Tools Used: Microsoft Excel, MySQL Workbench, Jupyter Notebook
Overview of Tasks
- Data Cleaning and Ad-hoc Analysis
- Conversion of Dataset from Denormalized to Normalized Structure
- Basics of Scrum
Task 1: Data Cleaning & Ad-hoc Analysis
The HR department wanted to analyze the Work From Home (WFH%) trends for employees. As a
Data Analyst, my responsibility was to clean the dataset and provide actionable insights on WFH patterns.
Python (Pandas) Cleaning
Completed cleaning and transformations in a few lines of Python for efficiency.
- Imported CSV into Jupyter Notebook.
- Used commands such as:
- to_datetime() for date parsing
- .dt.strftime('%B') to extract month names
- .dt.dayofweek to map weekdays
- .str.rstrip() for removing trailing spaces
Here is jupyter notebook preview:
Excel Cleaning Process
- Dropped duplicates
- Standardized date formats
- Removed unwanted special characters from IDs
- Capitalized employee names and formatted them properly
- Created a dynamic alias formula for employee status:
=UPPER(LEFT(G2, 1) & IFERROR(MID(G2, FIND(" ", G2)+1, 1), " ") & IFERROR(MID(G2, FIND(" ", G2, FIND(" ", G2)+1)+1, 1), " "))

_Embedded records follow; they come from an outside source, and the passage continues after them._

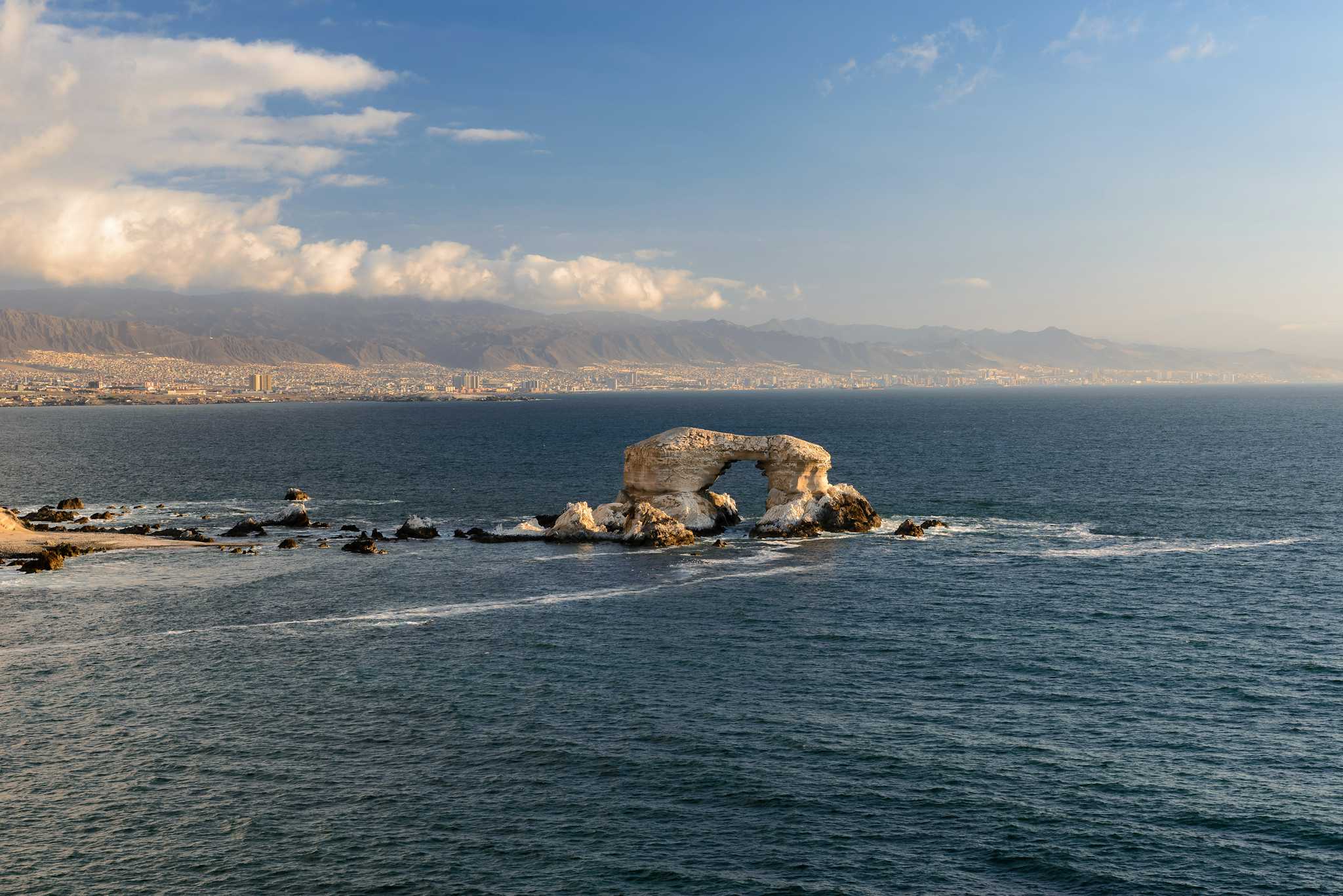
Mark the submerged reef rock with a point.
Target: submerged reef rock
(647, 526)
(575, 524)
(47, 513)
(294, 518)
(910, 530)
(243, 528)
(416, 528)
(665, 499)
(363, 545)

- Dropped duplicates again after transformations
- Added helper columns and built pivot tables for analysis
Here is excel worksheet preview: (scroll right in sheet for analysis)
----- x -----
Task 2: Data Normalisation
Overview
- One of client's dataset is currently in a de-normalized form, and they need our help to transform it into a normalized form.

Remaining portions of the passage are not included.